Though home prices have dropped in the past year, the rate is slowing and the end may soon be nigh for bargain basement deals, so smart market watchers should act fast to nab the house of their dreams. Jeff Yarbrough, a top-producing real estate agent in the Los Angeles area (and a former editor in chief of The Advocate), compared two similarly priced properties in two wildly popular lesbian hoods in Portland, Ore., and Northampton, Mass., and chose the best deal for LGBT house hunters:
3112 N.E. 25th Ave.
In the Northeast district of Portland
Listed at $449,000
This 1925 Craftsman-style bungalow typifies Portland's Roaring Twenties era of urban sprawl. On a tree-lined street in one of the city's hottest (and most heavily lesbian-populated) areas, this renovated house comes with three bedrooms, two bathrooms, and a usable basement. The 2,050 square-foot Crafty sits on a 4,791-square-foot lot with a deck, grassy lawn, and two-car garage.

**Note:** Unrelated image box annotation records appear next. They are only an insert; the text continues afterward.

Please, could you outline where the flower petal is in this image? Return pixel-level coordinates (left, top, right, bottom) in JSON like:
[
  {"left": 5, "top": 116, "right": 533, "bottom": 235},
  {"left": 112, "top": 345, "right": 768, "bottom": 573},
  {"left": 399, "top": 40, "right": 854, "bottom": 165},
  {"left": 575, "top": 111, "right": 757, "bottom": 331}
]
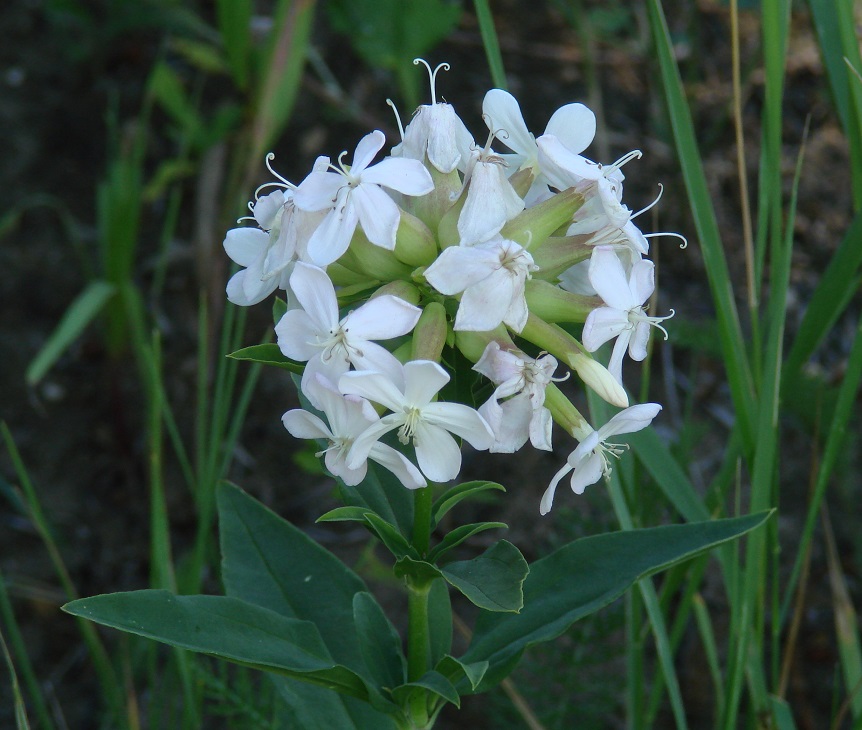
[
  {"left": 413, "top": 420, "right": 466, "bottom": 482},
  {"left": 545, "top": 104, "right": 596, "bottom": 154},
  {"left": 360, "top": 157, "right": 434, "bottom": 195}
]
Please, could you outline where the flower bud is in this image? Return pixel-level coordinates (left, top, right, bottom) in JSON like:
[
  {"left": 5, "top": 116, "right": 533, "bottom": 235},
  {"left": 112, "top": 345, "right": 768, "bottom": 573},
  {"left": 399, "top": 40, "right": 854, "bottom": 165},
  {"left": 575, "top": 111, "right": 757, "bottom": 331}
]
[
  {"left": 395, "top": 210, "right": 437, "bottom": 267},
  {"left": 500, "top": 188, "right": 584, "bottom": 251},
  {"left": 526, "top": 279, "right": 602, "bottom": 322},
  {"left": 338, "top": 228, "right": 413, "bottom": 281},
  {"left": 371, "top": 280, "right": 419, "bottom": 306},
  {"left": 410, "top": 302, "right": 449, "bottom": 362},
  {"left": 530, "top": 236, "right": 593, "bottom": 281},
  {"left": 406, "top": 162, "right": 461, "bottom": 230},
  {"left": 455, "top": 324, "right": 515, "bottom": 362},
  {"left": 569, "top": 353, "right": 629, "bottom": 408}
]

Trendy shops are nearby, as are Portland's numerous cultural offerings. (For more information contact Ronda Joseph at Hasson Company Realtors,  228-9801.)
10 Hampton Terrace
In the South Street neighborhood of Northampton
Sold for $510,000
This turn-of-the-century Victorian mini-manse comes with four bedrooms, two-and-a-half bathrooms, and lots of original details like built-in shelves, screened-in porch, and a three-car carriage house. The two-story residence sits on an acre-plus of lushly landscaped land, adjacent to a number of walking trails. Smith College is just a short jaunt away. And this is one of the few homes in the hood with a golf course view. (For similar properties contact Pauline Fogel at Pauline Fogel Real Estate,  585-0050.)

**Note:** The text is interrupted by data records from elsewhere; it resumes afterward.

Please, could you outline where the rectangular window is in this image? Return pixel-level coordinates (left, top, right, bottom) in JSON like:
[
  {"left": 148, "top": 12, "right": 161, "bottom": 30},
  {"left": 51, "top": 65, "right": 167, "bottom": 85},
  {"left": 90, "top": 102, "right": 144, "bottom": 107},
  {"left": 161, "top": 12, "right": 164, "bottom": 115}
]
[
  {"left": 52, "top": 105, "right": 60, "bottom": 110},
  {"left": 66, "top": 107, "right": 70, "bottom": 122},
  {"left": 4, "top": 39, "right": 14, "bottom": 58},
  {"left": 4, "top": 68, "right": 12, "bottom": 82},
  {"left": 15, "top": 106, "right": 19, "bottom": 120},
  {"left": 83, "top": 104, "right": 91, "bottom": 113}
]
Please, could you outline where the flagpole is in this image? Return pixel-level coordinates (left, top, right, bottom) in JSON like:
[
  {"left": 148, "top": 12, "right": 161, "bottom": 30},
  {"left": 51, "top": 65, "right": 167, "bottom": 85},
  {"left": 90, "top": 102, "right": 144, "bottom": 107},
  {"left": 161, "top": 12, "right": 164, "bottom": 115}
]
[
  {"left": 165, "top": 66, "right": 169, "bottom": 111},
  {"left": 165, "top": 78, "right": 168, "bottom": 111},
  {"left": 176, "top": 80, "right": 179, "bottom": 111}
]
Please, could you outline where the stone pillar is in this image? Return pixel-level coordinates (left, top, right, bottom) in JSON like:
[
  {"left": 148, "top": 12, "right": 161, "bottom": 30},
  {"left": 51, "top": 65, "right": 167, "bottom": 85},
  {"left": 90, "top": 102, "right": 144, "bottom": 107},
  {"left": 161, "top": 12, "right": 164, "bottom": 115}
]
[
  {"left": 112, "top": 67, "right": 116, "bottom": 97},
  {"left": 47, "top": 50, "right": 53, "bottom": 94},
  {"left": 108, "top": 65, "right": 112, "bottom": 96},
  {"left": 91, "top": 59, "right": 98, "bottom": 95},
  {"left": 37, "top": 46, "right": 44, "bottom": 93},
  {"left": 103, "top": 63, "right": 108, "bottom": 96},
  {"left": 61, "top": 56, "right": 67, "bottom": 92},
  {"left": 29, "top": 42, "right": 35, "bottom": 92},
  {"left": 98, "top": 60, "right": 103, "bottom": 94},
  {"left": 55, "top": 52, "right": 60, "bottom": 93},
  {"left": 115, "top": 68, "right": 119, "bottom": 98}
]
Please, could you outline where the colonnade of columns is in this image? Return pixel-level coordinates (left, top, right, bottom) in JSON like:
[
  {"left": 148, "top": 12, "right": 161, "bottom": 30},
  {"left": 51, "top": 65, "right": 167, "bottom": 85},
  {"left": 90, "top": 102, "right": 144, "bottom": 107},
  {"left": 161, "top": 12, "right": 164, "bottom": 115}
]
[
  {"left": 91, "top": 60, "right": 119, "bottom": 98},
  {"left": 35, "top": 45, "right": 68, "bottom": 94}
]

BEST BET: NORTHAMPTON Aside from Hampton Terrace's obvious shout-out to lesbians (nature trails, Smith, golf), the gays will appreciate the home's revved-up Grey Gardens-style appeal. Nothing goes with gay like a good-boned Vic. Additionally, the 1.35-acre parcel provides room for on-site peak fall color viewing or grand holiday Nativity installations and the possibility of adding square footage without dealing with setback limitations.